Уилл вздрогнул. «Совсем как в случае с Макреем!»
— И, понимаете ли, мистер Монро, это лишь доказывает мою мысль о том, что важны не конкретные дела, а сам факт существования целостной божественной души. А поступки могут быть самые разные… от незначительных до серьезных… — Уилл тут же вспомнил про Кертиса, который отдавал беднякам миллионы фунтов стерлингов. — Один цадик, допустим, спас от уничтожения целый город. А другой просто подал кусок хлеба голодающему или отдал свое одеяло озябшему. Масштаб совершенного благого дела не имеет значения. Важно, чтобы это было действительно благое дело и кристально благие мотивы.
— То есть даже малое добро способно удержать наш мир в равновесии?
— Да, мистер Монро. Вспомните Хаима-водоноса. Тот напивался каждый день до беспамятства, но в те редкие дни, когда бывал трезв, исполнял свое предназначение. И мир был спасен.
— Стало быть, истинное благочестие не в исполнении обрядов, не в самобичевании, не в коленопреклоненных молитвах от зари до зари, а просто в добром отношении к ближним своим.
— Да. Как мы говорим, бейн адам в’адам — между человеком и человеком. Именно внутри человеческих взаимоотношений и кроется все самое святое, что есть в этом мире. Не на небе, а здесь — на земле. Отсюда заповедь: ко всем, кого ты видишь вокруг себя, относись с величайшим уважением. Кем бы ни был встреченный тобою случайно человек — извозчиком ли, дворником ли, — он может оказаться избранным.
— Элитой…
Старый раввин улыбнулся:
— Напротив. Уважая всех изначально, ты тем самым соглашаешься с концепцией равноценности каждой человеческой жизни. Это главная мысль Торы. Это то, чем мы занимались каждую неделю с девушкой, которую вы могли знать под другим именем, а я всегда звал Това Шайя.
Уиллу вдруг стало стыдно. Нет, он, конечно, не был виноват в том, что Тиша сбежала отсюда десять лет назад. Но он был представителем того самого «внешнего мира», который ежедневно искушал ее и в конце концов одержал над ней верх. Все эти символы — свободная Америка, гамбургеры, узкие джинсы, музыкальные радиостанции, пицца «Домино», блокбастеры со стереозвуком в многозальных кинотеатрах, магазины одежды «Гэп», круглосуточные телеканала, выставки, балет, Центральный парк, Колумбийский университет и секс… секс вне брака… Разве мог соперничать со всем этим нехитрый и в какой-то степени почти казарменный уклад жизни нью-йоркских хасидов? Что он мог предложить юной девушке? Длинные платья до пят, строгие посты, унылый домашний труд с утра до вечера и бесконечные, постоянные запреты на то и на это. Неудивительно, что Тиша сбежала отсюда без оглядки.

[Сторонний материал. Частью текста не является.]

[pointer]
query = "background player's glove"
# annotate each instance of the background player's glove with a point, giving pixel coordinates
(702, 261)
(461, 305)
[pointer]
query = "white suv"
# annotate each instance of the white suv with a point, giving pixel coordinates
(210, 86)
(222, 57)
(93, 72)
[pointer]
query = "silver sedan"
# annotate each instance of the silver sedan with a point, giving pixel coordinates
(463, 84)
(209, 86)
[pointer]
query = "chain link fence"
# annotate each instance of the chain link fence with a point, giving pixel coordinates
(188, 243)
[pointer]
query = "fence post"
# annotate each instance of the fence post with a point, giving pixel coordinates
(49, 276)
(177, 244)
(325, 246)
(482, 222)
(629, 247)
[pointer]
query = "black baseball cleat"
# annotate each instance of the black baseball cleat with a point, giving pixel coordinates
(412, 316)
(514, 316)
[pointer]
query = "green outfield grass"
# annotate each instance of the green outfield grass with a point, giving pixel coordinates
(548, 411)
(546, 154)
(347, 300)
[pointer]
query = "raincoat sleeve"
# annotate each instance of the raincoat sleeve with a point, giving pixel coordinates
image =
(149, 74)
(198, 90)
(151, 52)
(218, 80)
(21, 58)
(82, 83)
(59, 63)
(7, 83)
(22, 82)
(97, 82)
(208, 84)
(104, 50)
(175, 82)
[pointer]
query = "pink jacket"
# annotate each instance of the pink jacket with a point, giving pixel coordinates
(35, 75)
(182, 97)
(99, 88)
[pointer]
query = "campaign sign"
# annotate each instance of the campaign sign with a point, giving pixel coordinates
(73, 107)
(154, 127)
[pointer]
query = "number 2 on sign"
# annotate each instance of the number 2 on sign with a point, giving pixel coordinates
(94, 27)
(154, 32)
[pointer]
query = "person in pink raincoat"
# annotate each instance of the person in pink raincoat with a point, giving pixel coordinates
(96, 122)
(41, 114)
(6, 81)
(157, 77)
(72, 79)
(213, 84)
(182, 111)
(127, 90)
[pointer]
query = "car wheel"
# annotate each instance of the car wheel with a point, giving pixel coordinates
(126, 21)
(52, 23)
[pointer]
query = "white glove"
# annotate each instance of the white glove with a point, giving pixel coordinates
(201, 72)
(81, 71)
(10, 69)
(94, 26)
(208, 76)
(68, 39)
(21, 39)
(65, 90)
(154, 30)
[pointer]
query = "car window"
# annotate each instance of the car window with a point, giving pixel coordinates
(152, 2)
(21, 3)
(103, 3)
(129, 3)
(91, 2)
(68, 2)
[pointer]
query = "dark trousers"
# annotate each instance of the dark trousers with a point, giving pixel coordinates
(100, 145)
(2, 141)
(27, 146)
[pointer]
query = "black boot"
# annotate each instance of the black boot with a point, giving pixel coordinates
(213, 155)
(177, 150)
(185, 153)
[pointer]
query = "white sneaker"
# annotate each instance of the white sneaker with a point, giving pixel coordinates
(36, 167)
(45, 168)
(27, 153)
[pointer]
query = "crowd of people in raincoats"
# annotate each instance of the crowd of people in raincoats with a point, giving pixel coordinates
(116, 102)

И все же Уилл знал, что Тиша, расставшись с Краун-Хайтсом, лишила себя чего-то очень важного. Он слышал это в голосе старика Мандельбаума и видел это в глазах самой девушки. В какой-то степени он и сам понял это в пятницу — еще до того, как его схватили под руки и потащили топить в микве. Все люди, жившие здесь, были объединены понятием «общность» в самом ярком понимании этого слова. То, чем всегда гордилась старая добрая Англия, где в маленьких деревеньках все люди знали друг друга и здоровались по утрам, и чего на самом деле не было. Здесь было то, чем всегда гордились благополучные окраины крупнейших американских мегаполисов, где соседи устраивали в воскресенье многолюдные пикники, — и чего на самом деле тоже не было. Здесь никто и ничем не гордился, ощущение тесной общности было просто образом жизни обитателей Краун-Хайтса.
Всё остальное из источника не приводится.